Celebrating ‘Richtfest’, reaching a building’s highest point, is a German tradition. In the case of Berlin’s new Humboldt Forum, which we’re not supposed to call City Palace, the party arrived sooner than everyone thought, as the project is, shall we say, controversial. Many ostalgians prefer its predecessor, the GDR’s Palace of the Republic, ‘an architectural atrocity with orange windows and asbestos inside’, to quote The Economist.

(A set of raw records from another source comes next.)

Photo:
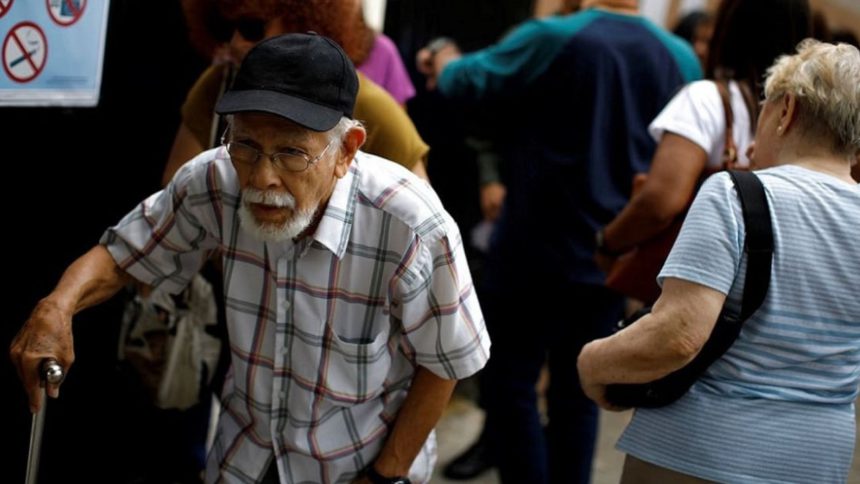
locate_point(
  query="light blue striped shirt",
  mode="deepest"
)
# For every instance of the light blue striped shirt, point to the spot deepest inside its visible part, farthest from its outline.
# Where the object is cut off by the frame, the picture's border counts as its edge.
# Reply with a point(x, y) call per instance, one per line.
point(778, 406)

It was razed to the ground in 2008 to make way for the new
City Palace Humboldt Forum.
The historical to-and-fro on this site is ironic: first there was the old City Palace, built by Andreas Schlüter and Eosander von Göthe around 1700. Last monarch to occupy it was Wilhelm II, who fled into Dutch exile in 1918. Heavily bombed in World War II (but not unsalvageable), the government of the GDR considered the palace such a poignant symbol of Prussian tyranny that they blew it up in 1950 – keeping only one part: the ‘Liebknecht portal’ which contains the balcony from which Communist leader Karl Liebknecht proclaimed the German Soviet Republic on 9 November 1918. The portal was integrated in the Staatsrat building, Erich Honecker’s office, just across the road from where the palace had been. Then, in the 1970s, the GDR’s bronze glass and asbestos Palace of the Republic was built on the site previously occupied by the City Palace. As the GDR itself got confined to history, so did the Palace of the Republic, and things went full circle as construction of the new Humboldt Forum, a replica of the old City Palace, is now halfway completed.

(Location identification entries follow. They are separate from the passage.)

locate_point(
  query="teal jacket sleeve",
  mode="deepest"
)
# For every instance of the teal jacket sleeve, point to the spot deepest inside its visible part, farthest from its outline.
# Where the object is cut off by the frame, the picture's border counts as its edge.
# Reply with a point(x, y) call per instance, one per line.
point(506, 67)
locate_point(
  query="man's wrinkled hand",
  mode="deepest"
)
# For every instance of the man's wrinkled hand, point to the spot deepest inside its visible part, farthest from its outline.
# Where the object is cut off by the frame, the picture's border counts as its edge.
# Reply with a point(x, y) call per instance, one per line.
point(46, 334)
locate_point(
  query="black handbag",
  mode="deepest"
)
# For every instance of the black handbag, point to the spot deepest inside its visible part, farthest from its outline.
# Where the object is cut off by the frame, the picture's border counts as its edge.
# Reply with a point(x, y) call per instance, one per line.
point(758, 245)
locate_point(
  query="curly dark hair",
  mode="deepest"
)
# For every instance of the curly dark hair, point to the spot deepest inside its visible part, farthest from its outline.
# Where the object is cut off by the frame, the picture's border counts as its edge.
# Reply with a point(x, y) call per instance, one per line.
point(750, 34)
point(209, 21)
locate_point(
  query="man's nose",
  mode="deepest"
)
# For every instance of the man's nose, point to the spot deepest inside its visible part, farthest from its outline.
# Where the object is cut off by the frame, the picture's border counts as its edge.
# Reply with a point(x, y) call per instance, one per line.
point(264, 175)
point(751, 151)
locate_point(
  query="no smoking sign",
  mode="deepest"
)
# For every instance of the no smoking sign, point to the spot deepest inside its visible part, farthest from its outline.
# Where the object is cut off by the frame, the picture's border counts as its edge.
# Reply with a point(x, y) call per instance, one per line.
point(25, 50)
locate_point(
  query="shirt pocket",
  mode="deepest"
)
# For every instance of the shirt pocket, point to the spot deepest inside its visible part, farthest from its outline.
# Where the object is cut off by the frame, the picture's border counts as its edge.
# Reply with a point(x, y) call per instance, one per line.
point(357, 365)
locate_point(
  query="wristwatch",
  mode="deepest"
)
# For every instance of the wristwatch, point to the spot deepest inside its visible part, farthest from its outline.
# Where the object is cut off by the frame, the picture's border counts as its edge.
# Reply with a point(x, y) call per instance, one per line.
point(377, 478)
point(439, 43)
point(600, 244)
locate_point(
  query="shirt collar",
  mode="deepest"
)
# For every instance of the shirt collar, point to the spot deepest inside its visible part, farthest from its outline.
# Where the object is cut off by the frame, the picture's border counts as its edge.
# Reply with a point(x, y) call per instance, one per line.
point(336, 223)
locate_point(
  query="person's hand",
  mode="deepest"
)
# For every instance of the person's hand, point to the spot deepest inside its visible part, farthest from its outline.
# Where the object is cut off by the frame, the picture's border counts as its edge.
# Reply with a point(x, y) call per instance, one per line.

Funding of the Humboldt Forum project has always been precarious. In the end, the German federal government agreed to foot the bill for the new ethnology museum that the palace will house and which had to be built anyway. But the cost of the baroque stonemasonry that will make the building look like its 1702 predecessor has to come from private funds, and the money isn’t fully there yet – hence the hearts and minds (and money) exercise organised over the weekend of 12 to 14 June 2015. If all goes well, ironically, Berlin will have two Liebknecht portals (one on the Staatsrat, one on the Humboldt Forum), but no more communism.

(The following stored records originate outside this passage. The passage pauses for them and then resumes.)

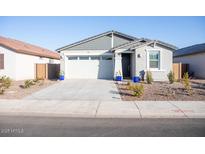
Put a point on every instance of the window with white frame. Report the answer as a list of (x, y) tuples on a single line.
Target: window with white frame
[(72, 58), (83, 57), (154, 59), (95, 57)]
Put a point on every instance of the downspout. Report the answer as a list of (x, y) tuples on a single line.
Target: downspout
[(112, 41)]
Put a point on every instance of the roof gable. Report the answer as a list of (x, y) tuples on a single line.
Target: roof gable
[(101, 41), (194, 49), (26, 48)]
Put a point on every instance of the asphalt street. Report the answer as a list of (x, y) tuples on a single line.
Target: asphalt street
[(99, 127)]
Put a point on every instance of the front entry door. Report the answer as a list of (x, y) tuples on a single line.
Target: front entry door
[(126, 65)]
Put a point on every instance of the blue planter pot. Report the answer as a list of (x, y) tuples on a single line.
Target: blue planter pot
[(136, 79), (118, 78), (61, 77)]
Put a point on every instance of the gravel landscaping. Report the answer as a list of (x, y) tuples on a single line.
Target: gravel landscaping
[(16, 90), (162, 91)]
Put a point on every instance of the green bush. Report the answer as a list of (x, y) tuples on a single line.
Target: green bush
[(186, 83), (36, 80), (171, 78), (138, 89), (129, 83), (149, 78), (5, 81), (28, 83)]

Most of the thousands of visitors to this weekend’s open house looked like Berliners – they certainly were different from the hordes of tourists in shorts and sunglasses hanging out in Lustgarten outside. Most people were over 50, conservatively dressed – West or East Berlin, or from outside the city? Hard to tell.
The fundraisers for the palace’s completion got ample exhibition space, but the open house wasn’t a begging exercise – access was free, and the collection boxes weren’t that conspicuous. If anything, the Humboldt Forum’s partners got pride of place. On each corner of the building, the neighbours got the opportunity to present themselves – the German Historical Museum across the road on Unter den Linden, the project to reconstruct Schinkel’s red-brick Academy of Architecture, the Foreign Office, the management institute that occupies the GDR’s former Council of State, and so on.
Students from the Hanns Eisler music academy, which is housed in the Marstall, the stables and service building of the old City Palace, played jazzy big band tunes which fitted right in with the visitors’ demographics.
Hard to say when the next time will be Joe Public can go see the City Palace. Maybe it will only be by the time the Humboldt Forum actually opens – and Neil McGregor, current director of the British Museum, connoisseur of all things German and curator of the excellent ‘Memories of a Nation’ exhibition, will have woven his magic wand over the Forum’s concept and content.